Die Forscher wiesen darauf hin, dass die getrennte Bereitstellung von Grassilage und Mischfutter zu geringeren Kraftfutterverlusten führen kann. Aufgrund der längeren Fresszeit ist ein angepasstes Fütterungssystem mit ausreichend Fressplätzen notwendig. Das Zerkleinern des Rohfutters kann einen positiven Einfluss darauf haben.

Alles in allem zeigt die Studie, dass die Fütterung von Rohfutter mit Herausforderungen verbunden ist (z.
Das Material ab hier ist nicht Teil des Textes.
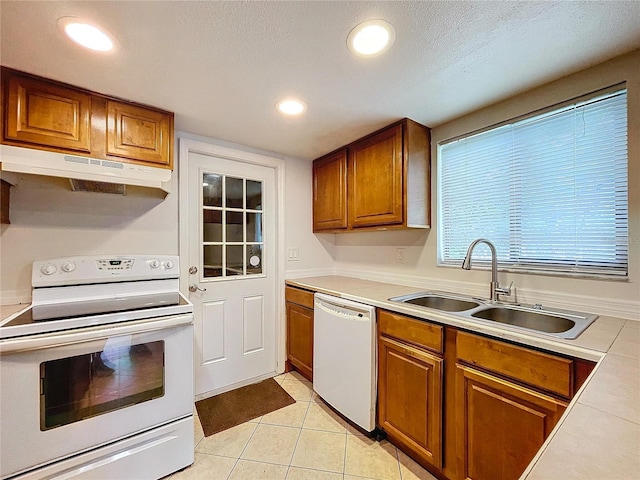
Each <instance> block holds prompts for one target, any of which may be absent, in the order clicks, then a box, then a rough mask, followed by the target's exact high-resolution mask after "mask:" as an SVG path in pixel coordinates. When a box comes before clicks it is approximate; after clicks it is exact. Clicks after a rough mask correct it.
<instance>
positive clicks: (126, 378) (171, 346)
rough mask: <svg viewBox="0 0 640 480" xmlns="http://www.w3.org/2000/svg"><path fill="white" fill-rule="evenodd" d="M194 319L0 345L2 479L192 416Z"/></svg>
mask: <svg viewBox="0 0 640 480" xmlns="http://www.w3.org/2000/svg"><path fill="white" fill-rule="evenodd" d="M192 321H193V315H192V314H188V315H176V316H170V317H162V318H156V319H152V320H146V321H136V322H128V323H125V324H118V325H105V326H101V327H92V328H85V329H78V330H73V331H69V332H57V333H55V334H41V335H32V336H28V337H21V338H17V339H7V340H2V341H0V360H1V361H0V378H1V379H2V384H1V388H0V415H1V417H2V429H1V431H0V444H1V445H2V448H1V449H0V450H1V452H0V455H1V457H0V465H1V466H2V467H1V477H2V478H5V477H9V476H12V475H15V474H18V473H20V472H24V471H27V470H30V469H32V468H36V467H38V466H41V465H45V464H47V463H50V462H53V461H56V460H59V459H62V458H65V457H68V456H70V455H74V454H77V453H79V452H83V451H87V450H90V449H92V448H95V447H98V446H101V445H106V444H108V443H110V442H114V441H116V440H119V439H123V438H126V437H128V436H131V435H133V434H136V433H140V432H143V431H145V430H149V429H151V428H154V427H157V426H160V425H163V424H166V423H168V422H171V421H174V420H177V419H180V418H184V417H186V416H189V415H192V414H193V363H192V362H193V355H192V350H193V325H192Z"/></svg>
B. mehr Arbeit) und dass eine gute Schätzung des Rohfutters notwendig ist.

Zusammenfassend:
Sowohl in der Praxis als auch in der Forschung wird viel über den Einsatz insbesondere von Silage als Rohfutterquelle in der (ökologischen) Schweinehaltung diskutiert.
Die Ausnutzung und Qualität von Silomais wird besser sein, aber seine Verwendung ist oft mit dem praktischen Problem der Stabilität in der Silage in Bezug auf die Fütterungsrate verbunden. Berechnen Sie den Nährwert von Rohfutter für Schweine auf Basis der Rohfutterforschung und optimieren Sie die Rationen. Stellen Sie bei Bedarf ein Ergänzungsfuttermittel zusammen und achten Sie darauf, dass die Ration so vollständig wie möglich ist.